For entity and edge operations themselves, see Neo4j Entity Operations and Neo4j Edge Operations. For schema initialization including tag node constraints, see Neo4j Schema and Constraints.
Tag Data Model¶
Core Tag Types¶
Tags in Neo4j are represented as separate nodes with relationships to their parent entities or edges. The system supports two tag types:
| Tag Type | Purpose | Parent Relationship | Node Label Pattern |
|---|---|---|---|
EntityTag |
Properties attached to entities | Links to Entity node via entity_id |
:EntityTag:{PropertyType} |
EdgeTag |
Properties attached to edges | Links to Edge relationship via edge_id |
:EdgeTag:{PropertyType} |
Both tag types share a common structure defined in the types package:
EntityTag {
ID string // Unique tag identifier (tag_id)
CreatedAt time.Time // Initial creation timestamp
LastSeen time.Time // Most recent update timestamp
Property oam.Property // OAM property instance
Entity *types.Entity // Reference to parent entity
}
EdgeTag {
ID string // Unique tag identifier (tag_id)
CreatedAt time.Time // Initial creation timestamp
LastSeen time.Time // Most recent update timestamp
Property oam.Property // OAM property instance
Edge *types.Edge // Reference to parent edge
}
Neo4j Node Structure¶
Tags are stored as nodes with multiple labels for efficient querying:
graph TB
subgraph "EntityTag Node"
ET["EntityTag Node<br/>Labels: EntityTag, {PropertyType}<br/><br/>Properties:<br/>tag_id: UUID<br/>entity_id: string<br/>ttype: PropertyType<br/>created_at: LocalDateTime<br/>updated_at: LocalDateTime<br/>+ property-specific fields"]
end
subgraph "EdgeTag Node"
EDT["EdgeTag Node<br/>Labels: EdgeTag, {PropertyType}<br/><br/>Properties:<br/>tag_id: UUID<br/>edge_id: string<br/>ttype: PropertyType<br/>created_at: LocalDateTime<br/>updated_at: LocalDateTime<br/>+ property-specific fields"]
end
subgraph "Property Types"
Simple["SimpleProperty<br/>property_name: string<br/>property_value: string"]

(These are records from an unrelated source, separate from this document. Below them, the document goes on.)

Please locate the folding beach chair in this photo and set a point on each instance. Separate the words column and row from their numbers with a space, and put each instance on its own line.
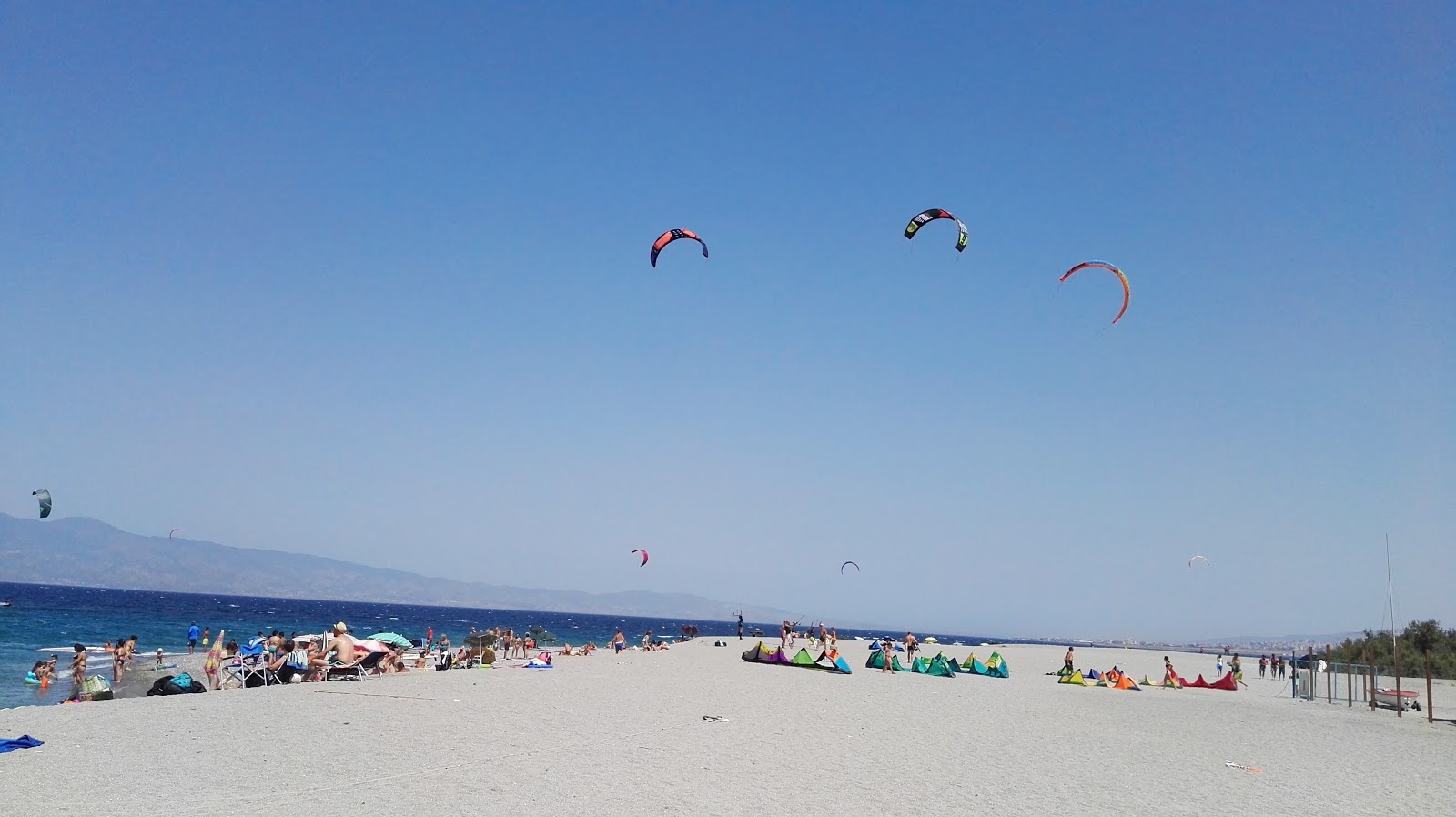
column 361, row 669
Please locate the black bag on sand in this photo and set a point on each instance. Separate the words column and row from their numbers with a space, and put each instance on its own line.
column 167, row 686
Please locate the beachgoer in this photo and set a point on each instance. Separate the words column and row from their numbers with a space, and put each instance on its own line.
column 337, row 654
column 77, row 669
column 118, row 660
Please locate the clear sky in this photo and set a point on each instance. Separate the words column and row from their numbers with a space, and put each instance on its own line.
column 375, row 284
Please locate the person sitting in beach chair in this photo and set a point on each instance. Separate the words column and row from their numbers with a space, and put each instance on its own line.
column 339, row 652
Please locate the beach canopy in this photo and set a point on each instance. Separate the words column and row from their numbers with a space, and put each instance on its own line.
column 939, row 667
column 761, row 654
column 877, row 661
column 834, row 663
column 996, row 667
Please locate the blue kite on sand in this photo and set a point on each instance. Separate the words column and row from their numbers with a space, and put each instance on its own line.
column 24, row 741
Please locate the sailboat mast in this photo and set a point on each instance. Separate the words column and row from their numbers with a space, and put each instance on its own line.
column 1395, row 649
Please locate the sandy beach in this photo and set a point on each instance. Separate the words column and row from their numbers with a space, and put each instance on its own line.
column 625, row 734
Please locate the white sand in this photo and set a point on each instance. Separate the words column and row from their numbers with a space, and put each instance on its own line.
column 625, row 734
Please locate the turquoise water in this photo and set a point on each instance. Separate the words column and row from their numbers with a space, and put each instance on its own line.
column 51, row 616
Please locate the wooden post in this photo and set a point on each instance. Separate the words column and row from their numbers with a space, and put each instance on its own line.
column 1370, row 692
column 1400, row 700
column 1431, row 711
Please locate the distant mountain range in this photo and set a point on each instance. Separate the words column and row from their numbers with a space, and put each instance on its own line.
column 86, row 552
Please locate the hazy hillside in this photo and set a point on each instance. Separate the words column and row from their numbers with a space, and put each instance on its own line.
column 92, row 554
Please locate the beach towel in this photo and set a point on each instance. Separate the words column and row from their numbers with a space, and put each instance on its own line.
column 24, row 741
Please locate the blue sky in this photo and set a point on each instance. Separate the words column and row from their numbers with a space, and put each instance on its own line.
column 373, row 284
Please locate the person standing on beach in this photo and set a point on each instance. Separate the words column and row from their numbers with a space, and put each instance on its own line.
column 77, row 671
column 118, row 660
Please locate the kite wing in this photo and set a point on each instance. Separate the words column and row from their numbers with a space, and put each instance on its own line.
column 672, row 237
column 931, row 216
column 1127, row 288
column 44, row 497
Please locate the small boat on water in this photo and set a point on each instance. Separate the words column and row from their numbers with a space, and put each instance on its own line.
column 1409, row 700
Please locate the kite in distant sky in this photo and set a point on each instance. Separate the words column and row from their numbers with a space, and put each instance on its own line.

DNS["DNSRecordProperty<br/>property_name: string<br/>header_rrtype: int<br/>header_class: int<br/>header_ttl: int<br/>data: string"]
Source["SourceProperty<br/>name: string<br/>confidence: int"]
Vuln["VulnProperty<br/>vuln_id: string<br/>desc: string<br/>source: string<br/>category: string<br/>enum: string<br/>ref: string"]
end
ET -.->|"stores one of"| Simple
ET -.->|"stores one of"| DNS
ET -.->|"stores one of"| Source
ET -.->|"stores one of"| Vuln
EDT -.->|"stores one of"| Simple
EDT -.->|"stores one of"| DNS
EDT -.->|"stores one of"| Source
EDT -.->|"stores one of"| Vuln
The dual-label system (:EntityTag:{PropertyType}) enables:
- Fast filtering by tag type (EntityTag vs EdgeTag)
- Type-specific queries without scanning all tags
- Efficient property content matching
Entity Tag Operations¶
Tag Creation with Duplicate Handling¶
The CreateEntityTag and CreateEntityProperty functions implement sophisticated duplicate detection and timestamp updating:
sequenceDiagram
participant Client
participant Neo as "neoRepository"
participant DB as "Neo4j Database"
Client->>Neo: CreateEntityProperty(entity, property)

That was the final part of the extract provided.